Journal: International Journal of Molecular Sciences
ISSN 1422-0067

Volume: 13;
Issue: 3;
Start page: 2918;
Date: 2012;
Original page

Keywords: FoxO3 | FoxO | in silico | posttranslational modifications | phosphorylation | O-β-glycosylation | methylation | cancer | Yin Yang sites

ABSTRACT
FoxO3 is a member of the forkhead class of transcription factors and plays a major role in the regulation of diverse cellular processes, including cell cycle arrest, DNA repair, and protection from stress stimuli by detoxification of reactive oxygen species. In addition, FoxO3 is a tumor suppressor and has been considered as a novel target for cancer therapeutics.

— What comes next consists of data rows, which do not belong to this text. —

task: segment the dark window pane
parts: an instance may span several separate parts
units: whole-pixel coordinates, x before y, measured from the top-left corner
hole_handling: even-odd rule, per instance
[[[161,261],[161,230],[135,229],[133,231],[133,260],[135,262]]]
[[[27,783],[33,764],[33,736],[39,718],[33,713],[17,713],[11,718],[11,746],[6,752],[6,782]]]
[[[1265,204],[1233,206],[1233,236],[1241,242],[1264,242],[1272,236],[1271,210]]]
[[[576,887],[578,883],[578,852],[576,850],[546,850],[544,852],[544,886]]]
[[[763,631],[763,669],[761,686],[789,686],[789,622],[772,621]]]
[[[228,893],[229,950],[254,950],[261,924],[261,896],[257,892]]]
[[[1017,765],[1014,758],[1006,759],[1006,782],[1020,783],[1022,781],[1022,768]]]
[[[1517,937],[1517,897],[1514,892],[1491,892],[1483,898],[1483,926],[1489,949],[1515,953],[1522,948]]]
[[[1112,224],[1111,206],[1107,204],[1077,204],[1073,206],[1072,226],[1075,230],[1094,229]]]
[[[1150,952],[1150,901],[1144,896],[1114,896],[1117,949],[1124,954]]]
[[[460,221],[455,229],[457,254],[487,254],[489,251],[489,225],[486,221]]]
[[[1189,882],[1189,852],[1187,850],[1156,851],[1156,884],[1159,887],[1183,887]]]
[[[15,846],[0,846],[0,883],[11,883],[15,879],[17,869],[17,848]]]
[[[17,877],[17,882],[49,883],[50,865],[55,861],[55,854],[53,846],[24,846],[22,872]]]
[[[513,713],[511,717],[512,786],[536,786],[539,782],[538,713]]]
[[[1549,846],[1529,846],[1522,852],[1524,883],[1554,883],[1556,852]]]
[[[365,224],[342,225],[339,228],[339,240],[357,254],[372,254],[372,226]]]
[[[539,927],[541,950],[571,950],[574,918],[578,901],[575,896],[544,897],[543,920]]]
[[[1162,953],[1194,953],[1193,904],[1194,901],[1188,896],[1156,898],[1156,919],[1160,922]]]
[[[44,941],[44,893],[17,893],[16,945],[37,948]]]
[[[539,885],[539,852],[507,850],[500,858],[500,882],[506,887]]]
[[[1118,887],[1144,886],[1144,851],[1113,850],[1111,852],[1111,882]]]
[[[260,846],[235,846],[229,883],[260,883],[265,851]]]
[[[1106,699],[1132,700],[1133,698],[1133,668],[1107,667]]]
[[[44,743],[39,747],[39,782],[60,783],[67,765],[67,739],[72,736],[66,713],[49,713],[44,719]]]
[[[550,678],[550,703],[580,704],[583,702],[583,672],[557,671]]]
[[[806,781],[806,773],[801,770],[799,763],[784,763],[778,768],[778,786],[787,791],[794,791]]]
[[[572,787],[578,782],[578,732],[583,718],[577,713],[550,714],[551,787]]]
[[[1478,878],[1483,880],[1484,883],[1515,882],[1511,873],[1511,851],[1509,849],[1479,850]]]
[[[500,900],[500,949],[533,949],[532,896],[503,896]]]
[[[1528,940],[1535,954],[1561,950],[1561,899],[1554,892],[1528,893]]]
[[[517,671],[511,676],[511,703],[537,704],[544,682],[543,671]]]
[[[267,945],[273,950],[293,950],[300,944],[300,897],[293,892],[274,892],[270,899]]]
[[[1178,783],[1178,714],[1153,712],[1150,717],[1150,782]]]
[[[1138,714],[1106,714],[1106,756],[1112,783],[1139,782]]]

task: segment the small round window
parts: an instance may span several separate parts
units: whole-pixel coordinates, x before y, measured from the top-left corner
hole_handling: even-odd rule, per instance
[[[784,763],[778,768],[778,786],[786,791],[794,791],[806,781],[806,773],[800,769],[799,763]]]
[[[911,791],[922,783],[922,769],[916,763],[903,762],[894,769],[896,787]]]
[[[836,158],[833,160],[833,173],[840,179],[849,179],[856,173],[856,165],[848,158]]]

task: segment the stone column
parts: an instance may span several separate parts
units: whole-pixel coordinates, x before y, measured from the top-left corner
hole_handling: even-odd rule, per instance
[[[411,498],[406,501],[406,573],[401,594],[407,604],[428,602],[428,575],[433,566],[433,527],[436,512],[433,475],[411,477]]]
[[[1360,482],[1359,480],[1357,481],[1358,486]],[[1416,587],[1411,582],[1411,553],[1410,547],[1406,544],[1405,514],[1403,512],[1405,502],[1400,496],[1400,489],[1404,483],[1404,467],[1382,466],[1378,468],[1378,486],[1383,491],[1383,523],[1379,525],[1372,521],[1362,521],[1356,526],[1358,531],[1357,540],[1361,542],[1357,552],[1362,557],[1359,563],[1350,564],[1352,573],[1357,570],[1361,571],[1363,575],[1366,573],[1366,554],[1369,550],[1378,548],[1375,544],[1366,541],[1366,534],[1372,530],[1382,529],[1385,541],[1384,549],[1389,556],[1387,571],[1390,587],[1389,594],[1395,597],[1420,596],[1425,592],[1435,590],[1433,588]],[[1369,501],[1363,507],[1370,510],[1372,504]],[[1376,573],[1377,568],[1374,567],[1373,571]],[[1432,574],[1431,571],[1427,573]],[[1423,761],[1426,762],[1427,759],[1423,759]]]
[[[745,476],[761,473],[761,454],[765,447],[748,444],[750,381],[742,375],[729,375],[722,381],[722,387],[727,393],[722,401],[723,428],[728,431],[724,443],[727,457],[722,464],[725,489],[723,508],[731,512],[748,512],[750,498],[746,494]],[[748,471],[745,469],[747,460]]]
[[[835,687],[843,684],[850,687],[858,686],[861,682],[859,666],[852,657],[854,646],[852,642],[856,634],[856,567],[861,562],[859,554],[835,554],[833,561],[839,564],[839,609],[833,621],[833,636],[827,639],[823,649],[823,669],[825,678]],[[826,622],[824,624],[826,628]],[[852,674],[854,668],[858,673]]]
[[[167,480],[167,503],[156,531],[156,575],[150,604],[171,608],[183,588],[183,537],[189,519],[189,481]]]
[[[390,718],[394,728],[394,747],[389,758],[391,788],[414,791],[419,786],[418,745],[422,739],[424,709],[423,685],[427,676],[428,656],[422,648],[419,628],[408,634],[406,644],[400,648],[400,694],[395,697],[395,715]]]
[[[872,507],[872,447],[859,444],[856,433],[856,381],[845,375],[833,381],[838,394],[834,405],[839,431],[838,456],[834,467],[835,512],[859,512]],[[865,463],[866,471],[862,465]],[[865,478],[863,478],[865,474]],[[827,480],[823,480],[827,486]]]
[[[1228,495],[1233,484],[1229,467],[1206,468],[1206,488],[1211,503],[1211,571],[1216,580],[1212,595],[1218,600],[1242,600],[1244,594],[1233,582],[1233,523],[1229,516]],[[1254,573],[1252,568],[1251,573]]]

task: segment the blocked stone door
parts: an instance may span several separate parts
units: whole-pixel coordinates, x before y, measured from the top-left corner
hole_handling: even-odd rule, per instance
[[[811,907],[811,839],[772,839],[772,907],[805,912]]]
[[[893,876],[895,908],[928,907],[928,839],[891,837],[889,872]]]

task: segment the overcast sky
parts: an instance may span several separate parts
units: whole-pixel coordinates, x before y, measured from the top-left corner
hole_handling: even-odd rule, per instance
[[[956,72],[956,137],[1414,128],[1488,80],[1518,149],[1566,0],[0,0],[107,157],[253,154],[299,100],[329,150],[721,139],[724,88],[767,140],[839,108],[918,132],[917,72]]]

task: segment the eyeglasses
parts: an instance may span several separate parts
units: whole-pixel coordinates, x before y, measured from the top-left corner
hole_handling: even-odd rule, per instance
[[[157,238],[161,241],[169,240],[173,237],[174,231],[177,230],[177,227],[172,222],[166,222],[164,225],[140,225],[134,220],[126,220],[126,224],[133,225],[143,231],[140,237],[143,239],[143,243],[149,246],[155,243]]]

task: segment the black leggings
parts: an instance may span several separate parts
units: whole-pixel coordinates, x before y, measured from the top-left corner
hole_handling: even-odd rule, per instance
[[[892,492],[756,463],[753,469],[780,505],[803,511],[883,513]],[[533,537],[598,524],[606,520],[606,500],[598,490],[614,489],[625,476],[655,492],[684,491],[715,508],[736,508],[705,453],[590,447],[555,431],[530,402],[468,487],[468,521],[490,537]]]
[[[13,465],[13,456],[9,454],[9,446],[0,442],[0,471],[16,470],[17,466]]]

Phosphorylation of FoxO3 via the AKT, IKK, and ERK pathways leads to deregulation, cytoplasmic retention, degradation of FoxO3 and favors tumor progression. Identification of the amino acid residues that are the target of different posttranslational modifications (PTMs) provides a foundation for understanding the molecular mechanisms of FoxO3 modifications and associated outcomes. In addition to phosphorylation, serine and threonine residues of several proteins are regulated by a unique type of PTM known as O-β-glycosylation, which serves as a functional switch. We sought to investigate the crosstalk of different PTMs on the FoxO3 which leads to the onset/progression of various cancers and that could also potentially be targeted as a therapeutic point of intervention. A computational workflow and set of selection parameters have been defined for the identification of target sites and crosstalk between different PTMs. We identified phosphorylation, O-β-GlcNAc modification, and Yin Yang sites on Ser/Thr residues, and propose a potential novel mechanism of crosstalk between these PTMs. Furthermore, methylation potential of human FoxO3 at arginine and lysine residues and crosstalk between methylation and phosphorylation have also been described. Our findings may facilitate the study of therapeutic strategies targeting posttranslational events.